This work aims to propose a unified method for region tracking and motion recognition, that could be applied on 2D or 3D data depending on the context. First, low-level features will be extracted from optical flow analysis to characterize key elementary events. Spatio-temporal relationships of these elementary events will be modeled in a compact and discriminative way in order to represent more complex activities. In particular, the PhD will focus on the covariance region descriptors for merging visual information of heterogeneous natures (optical flow, depth, color and texture). The representation of complex actions will be applied to urban surveillance and human-computer interaction.

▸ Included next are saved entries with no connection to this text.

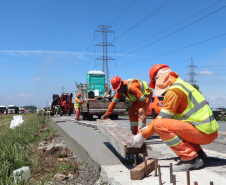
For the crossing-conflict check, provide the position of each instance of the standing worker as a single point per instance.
(56, 110)
(77, 106)
(139, 92)
(44, 111)
(185, 121)
(38, 112)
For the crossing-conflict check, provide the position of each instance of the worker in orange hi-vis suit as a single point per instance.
(139, 92)
(77, 106)
(185, 121)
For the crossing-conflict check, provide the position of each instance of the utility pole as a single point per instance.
(105, 30)
(62, 89)
(192, 73)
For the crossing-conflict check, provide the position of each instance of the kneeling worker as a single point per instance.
(77, 106)
(139, 92)
(185, 121)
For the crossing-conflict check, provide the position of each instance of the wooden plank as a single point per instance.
(138, 172)
(119, 138)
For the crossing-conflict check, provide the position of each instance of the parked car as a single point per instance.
(155, 106)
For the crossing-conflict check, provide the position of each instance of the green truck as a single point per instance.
(97, 97)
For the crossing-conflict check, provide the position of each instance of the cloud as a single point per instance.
(23, 95)
(205, 72)
(37, 78)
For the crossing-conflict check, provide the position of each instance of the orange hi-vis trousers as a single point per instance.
(137, 114)
(77, 113)
(182, 137)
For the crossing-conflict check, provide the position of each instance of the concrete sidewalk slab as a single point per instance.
(115, 170)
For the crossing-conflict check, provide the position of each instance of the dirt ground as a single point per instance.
(55, 163)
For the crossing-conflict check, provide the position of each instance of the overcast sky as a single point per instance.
(45, 46)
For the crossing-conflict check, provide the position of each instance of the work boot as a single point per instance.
(187, 165)
(202, 154)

Automatically recognizing an action, a gesture, an activity in a video is a major issue in computer vision, for automatic video surveillance, human-computer interaction or videos indexing. For over ten years, many approaches have been introduced but a reliable application in real conditions remains challenging. To demonstrate the generic nature of the proposed approach and study two different scales, two applications will be covered:
(1) video surveillance : the aim is to identify and automatically save events and activities visible in a video and detect any abnormal events. It is a difficult problem because of the diversity of events, the variability in appearance and also the diversity of the meaning of the concept of abnormality.
(2) human-machine interaction: simple actions (selection, moving a message, change viewing options, zoom, scroll) to complex (eg a gesture for a shortcut to a application, writing, elements of sign language)

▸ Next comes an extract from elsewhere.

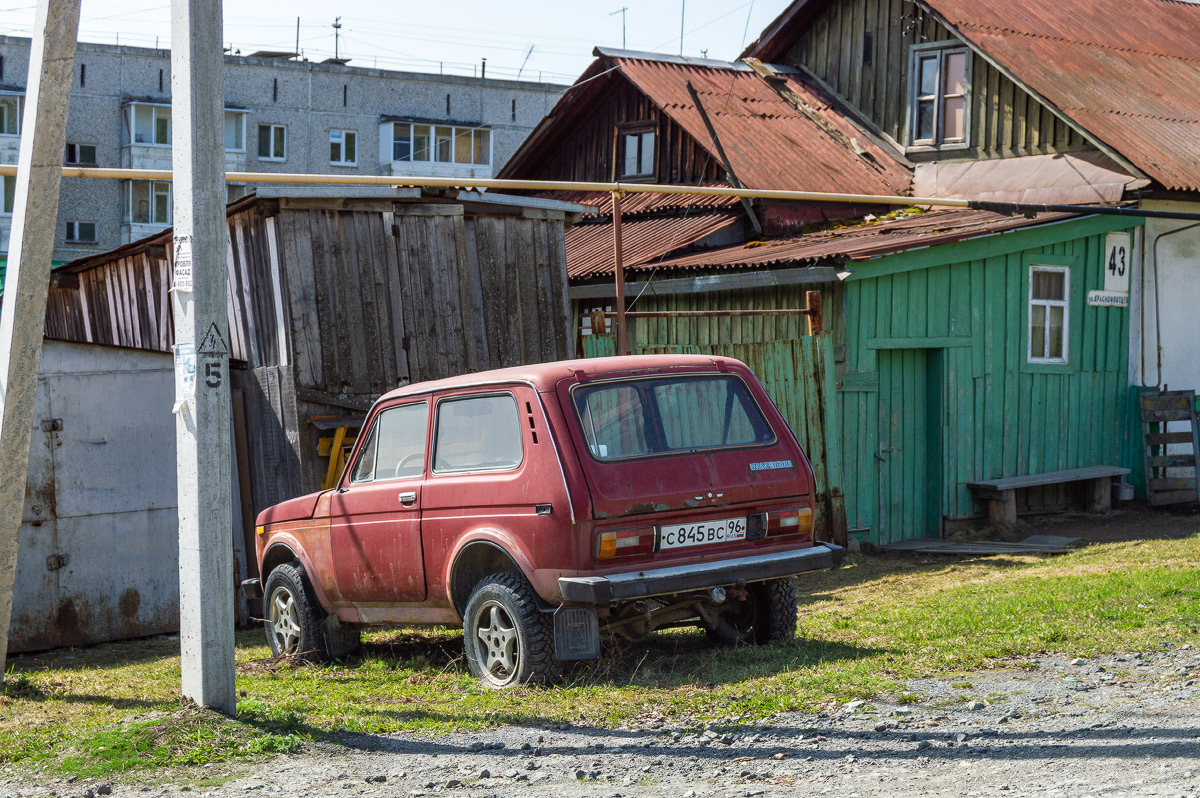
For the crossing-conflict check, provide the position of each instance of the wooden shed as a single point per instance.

The objective is to develop new methods for motion description and recognition based on covariance descriptors Tuzel06 for human computer interaction and videosurveillance. These methods have been mainly applied to object recognition and tracking and are of growing interest Lui12, since regions are represented by a discriminant and compact matrix (of fixed size regardless of the resolution of the object, typically 7x7) which mixes visual features of heterogeneous types. Each pixel of the object is represented by a feature vector consisting of geometric ( spatial coordinates , gradient, texture ) , radiometric or kinematic descriptors. In the case of actions identification, existing methods Guo10, Guo11, Sanin13 using a covariance descriptor are quite promising. The objective is to extend the extend the existing method to 3D motion, to propose a unified tracking/recognition technique.
1- Bibliographic review on covariance descriptors for complex activity recognition (actions and gestures).
2- Proposition of a first methodology on 2D motion characterization.
Application to human activities classification in complex scenes, evaluation of the results on public database and publication
3- Proposition of a second methodology on 3D motion characterization for gesture analysis. Application to gesture classification in complex scenes, evaluation of the results on public database and publication
4- Towards a unified approach of tracking and recognition
5- PhD manuscript and defence
The expected results are clear conclusions regarding the strengths and weaknesses of covariance descriptors for action recognition.